Earlier I mentioned Face Reflexology as an addition to any protocol that involves the sinuses. Sinus reflexes on the face are not as prominent as on the hand or feet however, the additional benefits of including the face in any comprehensive protocol are the immediate effects of; the deepest relaxation, the support to circulation and maybe the best – fluid drainage. It just makes sense.
In addition, for problems of the sinuses, you can follow these holistic health care tips:
1. Most people who have sinus problems usually suffer from acidity. Thus, some follow an alkaline diet when treating sinus related problems.
2. The consuming of fried foods and foods that are rich in starch should be lowered as well as citrus fruits, rice, sugar, white flour, meat and spices.
3. It’s probably not a good idea to use perfumes when you have sinus problems. However, essential oils – especially eucalyptus and tea tree oils can be used, usually via inhalation.
4. Get plenty of sleep and rest.
5. Some claim that perhaps the best natural remedies for sinus problems are onions and garlic and that by making sure that you eat garlic and onion regularly, you can prevent the sinus problems from taking place.
6. Use a mild saline solution to irrigate the nose. One tool for facilitating this, the “Neti Pot”, is becoming more commonly used.
7. Drink green tea.
One of the best remedies for minor sinus irritations, the ones that come from inhaling allergens, etc., was taught to me by one of my students. She claimed that by coating the rim of the nostrils with
pure, organic sesame oil (not toasted, just natural) is used as a remedy in oriental medicine. It makes sense for the same reason “Vick’s” (which is a eucalyptus in a petroleum jelly based medication) is widely used.

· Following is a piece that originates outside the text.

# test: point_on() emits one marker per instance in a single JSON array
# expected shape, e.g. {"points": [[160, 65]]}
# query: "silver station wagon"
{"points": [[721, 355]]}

They both do the same thing – offering a “slick” film to capture the irritants before they go too deeply as well as lubricating the nasal passages (which can become raw and inflamed by irritants). Do NOT use lotion for the nose unless it’s specific to that purpose.
In a few short weeks it’ll be summer and, for some, that will offer its own relief. For others, there will be new health issues and other reflexes to focus on.
Whatever the season, enjoy your wonderful reflexology skills.